As an example, we chose to apply these multimodal models to automate receipt processing. The context for this is the following. All businesses, be it independent freelancers, neighborhood butchers, or large corporates, need to collect, analyze, process and store receipts for accounting purposes. Collecting the documents, extracting the contents, and assigning it to the correct ledger account (e.g., restaurant expenses, furniture and rolling assets…) can be a tedious manual process. But what if we could use multimodal AI for that?

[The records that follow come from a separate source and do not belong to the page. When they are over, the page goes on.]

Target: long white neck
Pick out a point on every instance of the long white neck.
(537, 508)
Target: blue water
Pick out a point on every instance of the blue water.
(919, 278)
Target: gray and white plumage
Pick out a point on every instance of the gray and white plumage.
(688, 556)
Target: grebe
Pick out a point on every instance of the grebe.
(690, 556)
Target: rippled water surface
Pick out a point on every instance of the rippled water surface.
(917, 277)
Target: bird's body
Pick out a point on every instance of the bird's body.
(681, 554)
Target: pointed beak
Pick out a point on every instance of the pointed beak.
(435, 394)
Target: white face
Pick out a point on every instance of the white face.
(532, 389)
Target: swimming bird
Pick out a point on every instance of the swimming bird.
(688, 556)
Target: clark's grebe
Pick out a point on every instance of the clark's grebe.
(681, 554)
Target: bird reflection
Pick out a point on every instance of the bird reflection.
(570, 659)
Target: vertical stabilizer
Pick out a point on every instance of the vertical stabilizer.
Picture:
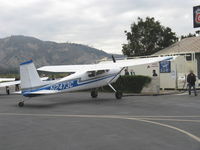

At CROPLAND we have implemented a proof-of-concept system where we monitor an e-mail address that is used specifically for invoicing. Each e-mail that is received by this e-mail address is scanned for the presence of PDF attachments. When an attachment is found, a process kicks in and converts the first page of the PDF to an image. This image is then analyzed further with Azure OpenAI GPT-4 Turbo Vision to determine :
- Whether the document is a receipt or another type of document
- The creditor party
- The creditor VAT number
- The receipt total without VAT
- The total vat amount
- Document date
- Receipt title
- Receipt description
- Ledger account this document could belong to
If GPT4 determines that the document is relevant for accounting purposes, the original attachment is saved in a cloud storage bucket. The information extracted from the document, in turn, is saved to an Excel Online workbook, which links directly to the source document on cloud storage.
Things to consider
Azure OpenAI is not free! For each document that we process, the processing cost amounts to about 5 eurocents. For an SME like CROPLAND that processes not more than 50 receipts per month, this cost is not a deal breaker. Larger corporations, however, should evaluate the business case, because it may make more sense to run your own instances of open-source alternatives. In our tests, these perform on a par with GPT3.5 or GPT4. However, when processing volumes are quite low, the cost of the hardware required for smooth inference is much higher than the prices charged by Microsoft Azure for OpenAI model API calls.
Another thing to consider is multi-page documents. Most receipts are just one page, so for our invoice proof-of-concept we could afford to cut some corners and use only the first page. However, if you want process multi-page documents that contain text and images, you may want to look into models like Microsoft’s LayoutLM. These models have learned the regularities of where information can be found (e.g., the ship-to address is usually located in the top-left corner of an invoice) and combine that with a good understanding of the textual and tabular information that is contained within the document.
Conclusion
In conclusion, the integration of LLM’s and multimodal AI models like GPT-3.5, GPT-4 and Gimini Pro Vision in automated document processing represents a significant advancement for businesses. By harnessing the image-to-text capabilities and deep text understanding of these models, organizations can streamline tedious manual tasks such as invoice processing.
Our proof-of-concepts demonstrate the potential of this technology to efficiently extract key information from documents. This not only accelerates the document handling process but also reduces errors and enhances data accuracy.